耳边有火堆燃烧的声音和气味,似乎还有热水煮沸散发出的氤氲,我的身体一点点的归位,本来还想继续沉睡,可他娘的也不知谁一直在耳边吵架,我忍了又忍,终究还是无奈的睁开了眼,刚想大骂绺子丫的能不能别吵了,谁知睁开眼之后,却完全呆住了,因为眼睛看到的是一副完全陌生的景象……
这似乎是在一个屋子里,因为抬头就可以看到陈旧发黑的屋顶,完全没有经过装修,木质的房梁上挂着俩个已经油光发亮的竹篮,屋中灯光昏暗,我僵硬的转头左右观看,发现这的确是一件小小的土坯房子,墙壁是用黄泥加稻草垒成的,已经被烟火熏的发黑。
我心中奇怪,难道我们登上了那艘幽灵船?
想想又觉得不可能,船上怎么会有用黄土砌成的墙壁和圆木的舱顶呢?我顿时更加疑惑,低头往自己的身上看去,竟发现自己身上盖着的并不是什么绺子的外套,而是一床藏蓝色遍布补丁的破棉被,味道实在算是难闻,我皱了下眉,立即就把棉被扯了下去,然后满腹狐疑的坐了起来。

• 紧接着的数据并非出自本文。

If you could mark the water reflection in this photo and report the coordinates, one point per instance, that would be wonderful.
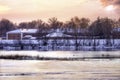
(60, 70)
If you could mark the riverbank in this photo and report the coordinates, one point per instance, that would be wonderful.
(58, 55)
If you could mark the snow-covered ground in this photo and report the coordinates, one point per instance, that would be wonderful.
(61, 44)
(61, 54)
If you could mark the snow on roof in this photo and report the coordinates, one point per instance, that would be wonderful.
(57, 33)
(23, 31)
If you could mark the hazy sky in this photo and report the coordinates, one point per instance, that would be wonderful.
(27, 10)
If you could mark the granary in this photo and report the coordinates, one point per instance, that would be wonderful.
(20, 34)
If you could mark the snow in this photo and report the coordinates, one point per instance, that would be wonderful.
(23, 31)
(57, 33)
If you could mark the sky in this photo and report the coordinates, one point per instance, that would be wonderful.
(28, 10)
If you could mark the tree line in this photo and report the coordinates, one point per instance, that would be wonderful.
(101, 27)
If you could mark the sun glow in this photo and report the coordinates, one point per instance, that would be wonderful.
(110, 8)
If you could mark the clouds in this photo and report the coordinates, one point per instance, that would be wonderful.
(115, 3)
(62, 9)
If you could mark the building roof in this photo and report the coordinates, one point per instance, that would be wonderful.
(23, 31)
(57, 33)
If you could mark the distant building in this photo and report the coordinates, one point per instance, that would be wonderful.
(20, 34)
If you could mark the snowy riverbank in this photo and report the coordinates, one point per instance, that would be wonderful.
(58, 55)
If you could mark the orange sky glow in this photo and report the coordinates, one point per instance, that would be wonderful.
(27, 10)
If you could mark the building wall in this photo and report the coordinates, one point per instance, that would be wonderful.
(16, 36)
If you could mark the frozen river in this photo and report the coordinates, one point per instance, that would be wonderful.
(60, 70)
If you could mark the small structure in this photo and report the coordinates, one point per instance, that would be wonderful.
(20, 34)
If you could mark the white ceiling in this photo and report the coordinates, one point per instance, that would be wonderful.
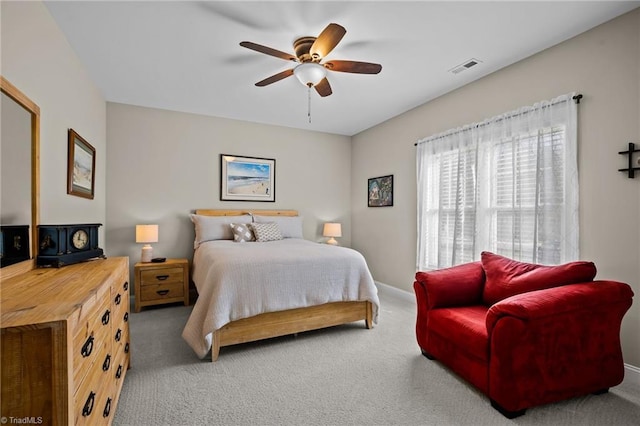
(185, 55)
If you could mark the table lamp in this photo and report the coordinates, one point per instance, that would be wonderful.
(146, 234)
(332, 230)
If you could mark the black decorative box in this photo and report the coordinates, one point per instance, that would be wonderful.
(14, 244)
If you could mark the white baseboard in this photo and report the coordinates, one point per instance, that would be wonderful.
(631, 372)
(402, 294)
(631, 375)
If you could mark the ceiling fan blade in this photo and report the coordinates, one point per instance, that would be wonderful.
(274, 78)
(354, 67)
(268, 51)
(323, 88)
(327, 40)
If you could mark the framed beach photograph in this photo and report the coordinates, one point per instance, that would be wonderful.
(380, 191)
(247, 178)
(81, 165)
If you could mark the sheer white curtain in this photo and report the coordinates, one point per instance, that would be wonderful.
(507, 185)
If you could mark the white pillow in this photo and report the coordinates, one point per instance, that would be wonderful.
(266, 231)
(290, 226)
(209, 228)
(242, 232)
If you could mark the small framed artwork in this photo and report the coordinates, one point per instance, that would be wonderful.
(81, 165)
(380, 191)
(247, 178)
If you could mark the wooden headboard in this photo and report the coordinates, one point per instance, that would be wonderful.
(225, 212)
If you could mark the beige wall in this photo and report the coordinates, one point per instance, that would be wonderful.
(37, 59)
(163, 165)
(604, 65)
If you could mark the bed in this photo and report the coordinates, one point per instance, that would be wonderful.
(255, 290)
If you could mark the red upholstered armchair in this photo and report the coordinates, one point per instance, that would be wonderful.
(523, 334)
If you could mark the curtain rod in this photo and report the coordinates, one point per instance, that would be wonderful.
(575, 98)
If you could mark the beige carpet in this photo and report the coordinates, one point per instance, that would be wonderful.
(345, 375)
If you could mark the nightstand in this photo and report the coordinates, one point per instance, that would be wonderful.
(160, 283)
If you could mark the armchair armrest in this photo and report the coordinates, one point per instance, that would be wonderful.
(558, 343)
(560, 300)
(459, 285)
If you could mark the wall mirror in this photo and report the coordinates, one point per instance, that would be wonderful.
(20, 170)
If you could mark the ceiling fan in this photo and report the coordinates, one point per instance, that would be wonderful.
(309, 53)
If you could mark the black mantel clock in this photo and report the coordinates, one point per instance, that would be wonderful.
(61, 245)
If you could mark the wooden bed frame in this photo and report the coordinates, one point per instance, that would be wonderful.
(291, 321)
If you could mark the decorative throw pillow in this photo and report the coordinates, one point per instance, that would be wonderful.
(242, 233)
(266, 231)
(459, 285)
(290, 226)
(209, 228)
(507, 277)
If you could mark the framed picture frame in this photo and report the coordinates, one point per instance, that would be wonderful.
(247, 178)
(81, 166)
(380, 191)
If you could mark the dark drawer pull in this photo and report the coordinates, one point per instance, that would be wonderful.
(107, 408)
(107, 363)
(119, 372)
(87, 348)
(88, 406)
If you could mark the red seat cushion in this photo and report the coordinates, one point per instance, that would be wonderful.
(465, 327)
(507, 277)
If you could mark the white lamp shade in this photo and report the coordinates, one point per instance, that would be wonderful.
(146, 233)
(310, 73)
(332, 230)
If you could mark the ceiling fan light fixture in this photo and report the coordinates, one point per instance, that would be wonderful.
(310, 73)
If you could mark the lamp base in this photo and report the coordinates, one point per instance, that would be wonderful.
(147, 254)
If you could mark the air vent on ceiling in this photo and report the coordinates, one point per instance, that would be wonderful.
(465, 66)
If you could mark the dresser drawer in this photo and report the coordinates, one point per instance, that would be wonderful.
(94, 401)
(161, 275)
(91, 340)
(161, 291)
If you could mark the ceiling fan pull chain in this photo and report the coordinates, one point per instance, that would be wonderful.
(309, 102)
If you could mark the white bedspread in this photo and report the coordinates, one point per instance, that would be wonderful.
(240, 280)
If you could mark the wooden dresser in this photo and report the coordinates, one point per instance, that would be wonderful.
(65, 342)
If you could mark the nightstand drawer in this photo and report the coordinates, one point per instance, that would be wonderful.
(161, 291)
(164, 275)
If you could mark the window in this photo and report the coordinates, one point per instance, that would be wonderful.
(507, 185)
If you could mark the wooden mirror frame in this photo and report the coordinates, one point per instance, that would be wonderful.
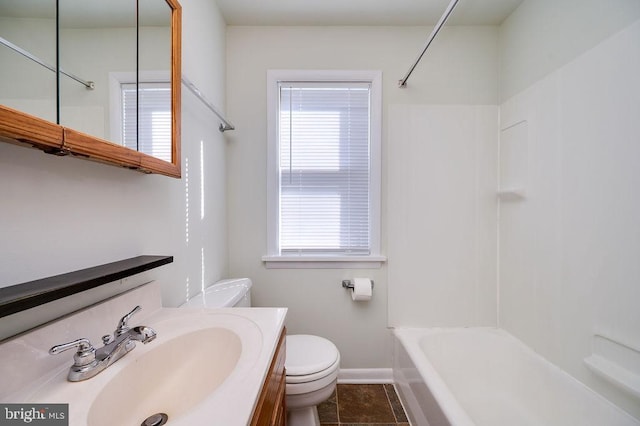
(24, 129)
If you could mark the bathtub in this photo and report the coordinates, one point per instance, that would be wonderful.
(486, 377)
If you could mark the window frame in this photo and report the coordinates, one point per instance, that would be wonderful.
(274, 259)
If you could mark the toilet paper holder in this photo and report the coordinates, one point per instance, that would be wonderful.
(349, 284)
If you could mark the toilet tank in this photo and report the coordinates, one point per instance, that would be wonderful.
(235, 292)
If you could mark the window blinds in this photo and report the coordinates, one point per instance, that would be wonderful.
(153, 136)
(324, 168)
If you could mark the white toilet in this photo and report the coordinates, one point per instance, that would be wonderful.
(311, 364)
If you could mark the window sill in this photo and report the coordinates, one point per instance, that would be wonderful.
(320, 262)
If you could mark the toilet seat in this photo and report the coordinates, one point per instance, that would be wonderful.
(312, 363)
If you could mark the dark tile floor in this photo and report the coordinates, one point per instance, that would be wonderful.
(360, 405)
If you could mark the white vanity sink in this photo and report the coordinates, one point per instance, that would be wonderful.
(172, 377)
(204, 367)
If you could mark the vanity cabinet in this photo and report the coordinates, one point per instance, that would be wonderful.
(271, 407)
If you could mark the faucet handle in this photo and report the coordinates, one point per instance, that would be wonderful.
(85, 354)
(123, 324)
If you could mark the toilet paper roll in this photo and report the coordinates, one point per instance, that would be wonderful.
(362, 289)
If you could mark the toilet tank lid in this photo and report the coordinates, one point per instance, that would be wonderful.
(224, 293)
(307, 354)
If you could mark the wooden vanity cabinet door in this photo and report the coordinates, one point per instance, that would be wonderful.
(271, 408)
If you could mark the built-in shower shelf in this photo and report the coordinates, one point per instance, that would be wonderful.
(615, 374)
(511, 194)
(616, 362)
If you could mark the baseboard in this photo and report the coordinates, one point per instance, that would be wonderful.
(365, 375)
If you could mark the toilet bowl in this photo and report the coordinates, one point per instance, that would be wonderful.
(311, 362)
(311, 365)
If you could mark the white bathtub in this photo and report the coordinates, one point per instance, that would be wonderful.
(486, 377)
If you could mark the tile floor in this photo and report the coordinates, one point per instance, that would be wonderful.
(360, 405)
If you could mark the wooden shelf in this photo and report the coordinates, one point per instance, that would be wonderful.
(28, 295)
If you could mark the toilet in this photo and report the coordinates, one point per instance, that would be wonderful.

等我坐起来看到整个屋子的全部景象,顿时犹如晴天霹雳一般,脑子“哄”的一声,被炸的七零八散!
因为我看到了屋中的其他四个人,是的,不是绺子和伯重两个人,而是四个,那是:四叔,四叔的儿子,和那一对中年夫妇……
这,这他娘的不是小英魂魄游丝梦境中的四叔家吗?!
怎么回事?我又回来了?难道现如今我还是在梦境中?!
四叔的儿子还在和中年夫妇吵着,吵架的内容我分明听过,那是陆景温买了小英之后几人因分赃不均而在争吵。
我懵了,想到当初从窗缝看到的四叔家炕上躺着的究竟是谁,猛地一颤,立即伸出双手放到眼前观瞧,果然,手掌大小比我的要小上一圈,我立即又去摸我的脸,要干瘦一些,但也着实再摸不出什么异常,我身上穿着破旧的内衣,裹在四叔家炕上的棉被中,这么说……这么说我竟然变成了民国时期十五六岁时的“我”?!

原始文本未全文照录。